Analyze product images for quality control
Use Gemini's vision capabilities to automate product inspection workflows.
Query example
| Setting | Value |
|---|---|
| Model | gemini-2.5-flash |
| Temperature | 0.2 |
You are a quality control inspector. Analyze product images and identify defects, damage, or quality issues. Return a JSON object with your findings.
Analyze this product image and return JSON with:
- quality_score (1-10)
- defects_found (array of strings, empty if none)
- pass_fail (boolean)
- notes (string)
{{ fileInput.value[0].base64 }}
Use this query with a File Input component for image upload and a Text component to display inspection results.
Extract structured data from documents
Parse invoices, reports, or forms and load the extracted data into your database.
Query example
| Setting | Value |
|---|---|
| Model | gemini-2.5-pro |
| Temperature | 0.1 |
Extract structured information from documents and return ONLY valid JSON with no additional text or explanation.
Extract the following from this document and return as JSON:
- document_type
- date
- entity_name
- total_amount
- line_items (array of {description, quantity, unit_price})
Document:
{{ documentTextarea.value }}
Use a JavaScript transformer to process the JSON response and pass it to a write query that inserts the data into your database.
Classify and route support tickets
Automatically categorize incoming support requests and assign them to the right team.
Query example
| Setting | Value |
|---|---|
| Model | gemini-2.5-flash |
| Temperature | 0.1 |
You are a support ticket classifier.
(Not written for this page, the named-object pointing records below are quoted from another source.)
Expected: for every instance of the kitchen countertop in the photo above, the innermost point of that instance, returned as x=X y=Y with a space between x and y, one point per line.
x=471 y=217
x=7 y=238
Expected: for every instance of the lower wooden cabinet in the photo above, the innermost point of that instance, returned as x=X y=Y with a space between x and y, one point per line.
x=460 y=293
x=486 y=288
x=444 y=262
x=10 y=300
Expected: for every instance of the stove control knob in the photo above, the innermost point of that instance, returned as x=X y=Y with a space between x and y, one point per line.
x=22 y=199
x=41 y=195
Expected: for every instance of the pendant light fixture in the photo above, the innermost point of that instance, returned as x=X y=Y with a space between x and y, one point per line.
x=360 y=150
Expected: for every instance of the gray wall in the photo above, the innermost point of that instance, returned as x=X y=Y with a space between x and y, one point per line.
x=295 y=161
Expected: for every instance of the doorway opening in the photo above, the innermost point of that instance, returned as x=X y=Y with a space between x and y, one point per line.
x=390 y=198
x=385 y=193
Analyze requests and return a JSON object with: category (one of: billing, technical, account, general), priority (low/medium/high), and suggested_team (one of: finance, engineering, account-management, support).
Classify this support ticket:
Subject: {{ subjectInput.value }}
Body: {{ bodyTextarea.value }}
Chain this query with a database write query to automatically update the ticket's category and routing in your support system.
Generate reports from operational data
Summarize datasets into structured reports for review and sharing.
Query example
| Setting | Value |
|---|---|
| Model | gemini-2.5-pro |
| Temperature | 0.4 |
You are a business analyst. Analyze operational data and produce concise summaries with key metrics, trends, and recommendations. Format your response in markdown.
Generate a summary of the following data. Include top-line metrics, notable trends, and 3 actionable recommendations.
Data:
{{ JSON.stringify(dataQuery.data) }}
Display the generated report in a Rich Text Editor component to allow editing before sharing.